Impression newyorkaise 3: La patrie du Process

Ces derniers mois, j'ai découvert que les Etats-Unis sont étrangement la patrie des procédures ou pour être moins franchouillard, du "Process" avec un grand P, et cela aussi bien dans ce qu'il a de plus frustrant que dans son efficacité méthodique.


C'est un pays génial quand vous êtes justement bien calé dans le "Process". Tout fonctionne à merveille, c'est rapide, simple et efficace. Comme pour moi l'autre jour ou je repassais mon code de la route comme l'exige l'Etat de New York. J'avais les documents demandés, mon nom et prénom n'ont ni accent ni particule et apparaissent identiques que ce soit sur mon passeport ou sur mes justificatifs... Tout se passe alors comme sur des chapeaux de roues. Expédié en une heure montre en main.
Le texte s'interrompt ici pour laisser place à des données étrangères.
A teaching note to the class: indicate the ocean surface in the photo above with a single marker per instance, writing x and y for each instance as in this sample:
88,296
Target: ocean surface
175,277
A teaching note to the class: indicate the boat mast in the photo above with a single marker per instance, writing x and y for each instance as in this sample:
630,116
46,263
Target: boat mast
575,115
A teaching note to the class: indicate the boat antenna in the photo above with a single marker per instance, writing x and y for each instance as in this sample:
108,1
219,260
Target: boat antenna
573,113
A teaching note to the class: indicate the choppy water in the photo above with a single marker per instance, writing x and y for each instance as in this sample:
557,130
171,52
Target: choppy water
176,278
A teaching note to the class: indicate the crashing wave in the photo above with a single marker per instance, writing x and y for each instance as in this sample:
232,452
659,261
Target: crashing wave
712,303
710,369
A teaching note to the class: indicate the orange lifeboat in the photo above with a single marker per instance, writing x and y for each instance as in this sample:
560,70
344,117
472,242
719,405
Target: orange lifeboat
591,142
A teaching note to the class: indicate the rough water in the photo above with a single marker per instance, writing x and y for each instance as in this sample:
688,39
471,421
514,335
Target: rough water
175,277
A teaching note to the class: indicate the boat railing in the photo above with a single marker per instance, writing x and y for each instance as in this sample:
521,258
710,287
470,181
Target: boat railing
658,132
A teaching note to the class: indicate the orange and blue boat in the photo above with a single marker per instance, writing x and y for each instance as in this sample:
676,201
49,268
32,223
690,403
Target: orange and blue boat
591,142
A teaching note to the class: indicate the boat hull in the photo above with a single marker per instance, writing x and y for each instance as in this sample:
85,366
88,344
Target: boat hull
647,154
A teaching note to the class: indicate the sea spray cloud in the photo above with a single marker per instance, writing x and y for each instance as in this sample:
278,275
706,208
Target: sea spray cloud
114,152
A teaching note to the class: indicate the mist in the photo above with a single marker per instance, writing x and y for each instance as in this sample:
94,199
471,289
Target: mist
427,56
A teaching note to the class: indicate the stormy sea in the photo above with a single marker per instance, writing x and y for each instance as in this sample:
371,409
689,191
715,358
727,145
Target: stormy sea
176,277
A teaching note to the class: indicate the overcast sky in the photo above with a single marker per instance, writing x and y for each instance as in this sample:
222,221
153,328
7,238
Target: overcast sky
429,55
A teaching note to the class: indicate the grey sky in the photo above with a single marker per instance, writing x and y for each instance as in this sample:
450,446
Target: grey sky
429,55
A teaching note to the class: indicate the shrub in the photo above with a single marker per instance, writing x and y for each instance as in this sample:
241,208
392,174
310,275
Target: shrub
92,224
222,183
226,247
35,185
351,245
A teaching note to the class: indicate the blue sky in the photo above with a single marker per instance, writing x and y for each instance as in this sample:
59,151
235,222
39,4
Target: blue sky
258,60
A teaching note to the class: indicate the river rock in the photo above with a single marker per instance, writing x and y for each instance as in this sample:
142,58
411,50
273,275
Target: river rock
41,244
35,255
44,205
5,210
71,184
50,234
Mais essayez de sortir ne seule fois de la norme et vous voilà dans le pétrin. Tout s'arrête, s'enraye. On vous isole, on vous scrutinise et soupçonne. On n'aime pas ceux qui ne s'alignent pas sur les normes. En Amérique, les règles sont les règles et s'en démarquer n'est jamais bien vu. Il n'y a aucune subjectivité dans tout cela, au contraire. Il s'agit juste d'un respect scrupuleux, voire obsessionnel. Depuis qu'Ellis Island accueillait ou rejetait des millions d'immigrés, c'est un pays où il fait juste bon d'être sans histoires. Pour ne pas dire sans trop d'Histoire.

29.3.13

Impression newyorkaise 2: contrastes

Cette ville surprend souvent par son insalubrité, ses friches urbaines glauques qui coexistent avec les plus opulents palaces, ses taxis frénétiques aux conduites tiers-mondisantes. Brute et brutale, étouffante puis glacée, New York est la ville extrême avec ses avenues impersonnelles qui ne semblent jamais se terminer. Mais la cité sait séduire. Uptown, downtown, chaque rue a une âme, cachée, exsangue, proprette ou déglinguée. La chaleur et les sourires des uns panse la vénalité et la froideur des autres. Les gospels endiablés de Harlem nous font oublier l'empire du profit qui règne sans conteste de l'autre côté de l'île. Une balade à Central Park sous un ciel bleu, une traversée d'un pont dévoilant cette forêt de gratte-ciels mythiques et je suis à nouveau réconcilié, tombé sous le charme de la Reine des métropoles. 

26.3.13

Impression Newyorkaise 1: nouveau né



Il n'est pas simple de raconter une arrivée aux Etats-Unis. Il faut éviter les clichés et images d'Epinal et essayer de trouver ce qu'il y a de différent ou de nouveau. C'est une expérience galvaudée et fantasmée à souhait, et celà, par les plus grands auteurs comme par les plus banals bloggeurs. Je m'y tente quand même avec quelques impressions.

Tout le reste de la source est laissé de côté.